Our study has the advantages of a large randomized trial with excellent follow-up and participant adherence to assigned regimens. In our study, the number of subjects receiving unopposed estrogen who were monitored for endometrial abnormalities exceeds by 2- to 3-fold the largest published studies of endometrial safety of unopposed estrogen regimens.15–18 We can confidently report the rates of proliferation and hyperplasia because almost 90% of the participants in our study had an endometrial biopsy during follow-up. However, we monitored participants for only 2 years, and our cohort was too small for us to exclude the possibility of a change in incidence of endometrial cancer. The risk of endometrial cancer among women taking exogenous unopposed estrogen is duration-dependent.9 Estimates are that many years are required for simple hyperplasia to progress to complex-atypical endometrial hyperplasia and ultimately to adenocarcinoma.27
Can low doses of estrogen be safely used unopposed? Low-dose unopposed estrogen (0.3 mg esterified estrogens or 0.3 mg conjugated equine estrogens) was associated with endometrial hyperplasia in 2–3% of women treated for 2 years.16,21 Although these rates are considerably lower than for standard-dose unopposed estrogen, they are high enough to warrant addition of progestin or careful endometrial monitoring. Use of ultralow-dose transdermal estradiol resulted in 0.5% endometrial hyperplasia among women treated for 2 years—a rate similar to the rate seen among women using standard-dose estrogen combined with progestin.17 However, we lack long-term clinical trial or epidemiologic data regarding the safety of unopposed ultralow-dose estrogen. Our results should be replicated and extended to longer-duration treatment, but current data suggest that women using ultralow-dose transdermal estradiol therapy may not need treatment with progestins or frequent uterine monitoring. Although we did not observe endometrial pathology among women who had bleeding during the study, we recommend that unexpected bleeding among women using ultralow-dose estrogen be evaluated with either biopsy or transvaginal ultrasonography consistent with the standard protocol for evaluating postmenopausal bleeding. Until additional data are available, we recommend also that women be given transvaginal ultrasonography or biopsy for evaluation of the endometrium after 2 years of treatment.

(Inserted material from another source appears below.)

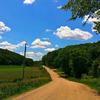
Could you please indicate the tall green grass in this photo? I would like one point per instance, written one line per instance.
(11, 81)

In this study, 2 years of treatment with unopposed ultralow-dose estradiol did not increase rates of endometrial hyperplasia and was associated with little proliferative effect on the endometrium. Vaginal bleeding was uncommon, and its incidence did not differ between active and placebo groups. This new HT option can prevent bone loss by reducing bone turnover.10 Its apparent lack of endometrial stimulation suggests that this HT option should be acceptable as long-term therapy and might be used unopposed by progestin.